How Tolinku Delivers Webhooks

Understanding the delivery characteristics helps you design your receiver:

  • Timeout: 10 seconds. If your endpoint doesn't respond within 10 seconds, the delivery fails.
  • Retries: 3 retries at 1 minute, 5 minutes, and 30 minutes after a failure.
  • Concurrency: Tolinku may deliver multiple events simultaneously. There's no guarantee of sequential delivery.
  • No redirects: Tolinku won't follow HTTP redirects. Your endpoint must respond directly.
  • Success criteria: HTTP status 200-299. Anything else triggers a retry.

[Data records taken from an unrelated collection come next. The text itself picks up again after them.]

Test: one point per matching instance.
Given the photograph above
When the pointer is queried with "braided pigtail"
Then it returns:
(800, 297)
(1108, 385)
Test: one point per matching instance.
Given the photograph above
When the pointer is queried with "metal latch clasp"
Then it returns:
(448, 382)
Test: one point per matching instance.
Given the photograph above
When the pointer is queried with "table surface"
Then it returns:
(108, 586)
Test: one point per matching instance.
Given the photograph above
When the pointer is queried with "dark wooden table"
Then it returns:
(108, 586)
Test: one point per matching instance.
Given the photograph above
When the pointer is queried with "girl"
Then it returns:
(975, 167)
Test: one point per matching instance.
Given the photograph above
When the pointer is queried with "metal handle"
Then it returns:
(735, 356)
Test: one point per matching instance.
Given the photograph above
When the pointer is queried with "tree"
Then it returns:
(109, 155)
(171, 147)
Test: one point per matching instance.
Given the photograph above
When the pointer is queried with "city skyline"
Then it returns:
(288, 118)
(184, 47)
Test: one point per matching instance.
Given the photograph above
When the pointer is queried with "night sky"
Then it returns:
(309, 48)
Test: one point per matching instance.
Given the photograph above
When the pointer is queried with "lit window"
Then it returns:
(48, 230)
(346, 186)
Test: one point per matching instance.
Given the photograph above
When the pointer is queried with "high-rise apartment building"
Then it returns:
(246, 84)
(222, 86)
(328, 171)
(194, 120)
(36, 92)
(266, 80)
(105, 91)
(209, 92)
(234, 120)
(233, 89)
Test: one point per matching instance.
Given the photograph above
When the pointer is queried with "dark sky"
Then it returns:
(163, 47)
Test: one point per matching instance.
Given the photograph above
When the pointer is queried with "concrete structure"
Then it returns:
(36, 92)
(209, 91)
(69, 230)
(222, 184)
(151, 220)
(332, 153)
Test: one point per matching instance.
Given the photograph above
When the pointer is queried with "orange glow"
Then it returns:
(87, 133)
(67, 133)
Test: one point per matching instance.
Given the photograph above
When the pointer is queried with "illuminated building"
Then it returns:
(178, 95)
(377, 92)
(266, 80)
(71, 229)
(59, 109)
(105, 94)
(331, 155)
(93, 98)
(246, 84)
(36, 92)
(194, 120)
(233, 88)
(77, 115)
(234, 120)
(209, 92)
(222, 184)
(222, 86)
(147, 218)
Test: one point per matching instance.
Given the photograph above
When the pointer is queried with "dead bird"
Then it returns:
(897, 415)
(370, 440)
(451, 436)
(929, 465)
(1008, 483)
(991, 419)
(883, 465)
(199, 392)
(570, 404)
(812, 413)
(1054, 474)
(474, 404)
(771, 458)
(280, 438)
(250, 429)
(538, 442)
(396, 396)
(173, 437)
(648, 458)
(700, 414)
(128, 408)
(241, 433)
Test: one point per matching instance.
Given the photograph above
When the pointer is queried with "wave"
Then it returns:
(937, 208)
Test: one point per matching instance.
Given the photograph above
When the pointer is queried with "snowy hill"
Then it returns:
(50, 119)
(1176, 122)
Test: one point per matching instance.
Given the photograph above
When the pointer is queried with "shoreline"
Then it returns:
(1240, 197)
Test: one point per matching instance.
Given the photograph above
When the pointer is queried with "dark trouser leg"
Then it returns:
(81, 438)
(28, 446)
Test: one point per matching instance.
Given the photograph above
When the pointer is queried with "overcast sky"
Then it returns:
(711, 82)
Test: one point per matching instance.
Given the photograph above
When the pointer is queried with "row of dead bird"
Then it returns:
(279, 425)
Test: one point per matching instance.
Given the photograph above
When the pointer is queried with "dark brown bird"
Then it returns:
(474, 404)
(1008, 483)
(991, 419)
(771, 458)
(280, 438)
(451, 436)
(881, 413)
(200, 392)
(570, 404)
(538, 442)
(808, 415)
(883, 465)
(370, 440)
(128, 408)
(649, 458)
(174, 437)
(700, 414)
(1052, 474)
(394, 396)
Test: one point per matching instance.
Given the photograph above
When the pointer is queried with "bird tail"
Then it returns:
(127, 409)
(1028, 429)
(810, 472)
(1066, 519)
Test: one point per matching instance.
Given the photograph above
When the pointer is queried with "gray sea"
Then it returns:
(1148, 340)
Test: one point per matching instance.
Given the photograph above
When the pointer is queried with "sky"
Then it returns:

The critical implication: your endpoint must respond quickly. Everything else can happen asynchronously.

Strategy 1: Respond First, Process Later

The most important pattern for handling any volume of webhooks. Separate the acknowledgement from the processing.

import express from 'express';
import crypto from 'crypto';

const app = express();
app.use('/webhooks', express.raw({ type: 'application/json' }));

app.post('/webhooks/tolinku', (req, res) => {
  // Verify signature (fast: ~0.1ms)
  const signature = req.headers['x-webhook-signature'] as string;
  const expected = crypto
    .createHmac('sha256', process.env.WEBHOOK_SECRET!)
    .update(req.body)
    .digest('hex');

  if (signature !== expected) {
    return res.status(401).send('Invalid signature');
  }

  // Respond immediately
  res.status(200).send('OK');

  // Process asynchronously (does not block the response)
  processAsync(req.body).catch(err =>
    console.error('Processing failed:', err.message)
  );
});

async function processAsync(rawBody: Buffer) {
  const event = JSON.parse(rawBody.toString());
  // Your processing logic here
}

Response time: under 5ms. The 10-second timeout is irrelevant because you've already responded. Processing happens in the background; if it fails, you've still acknowledged the delivery.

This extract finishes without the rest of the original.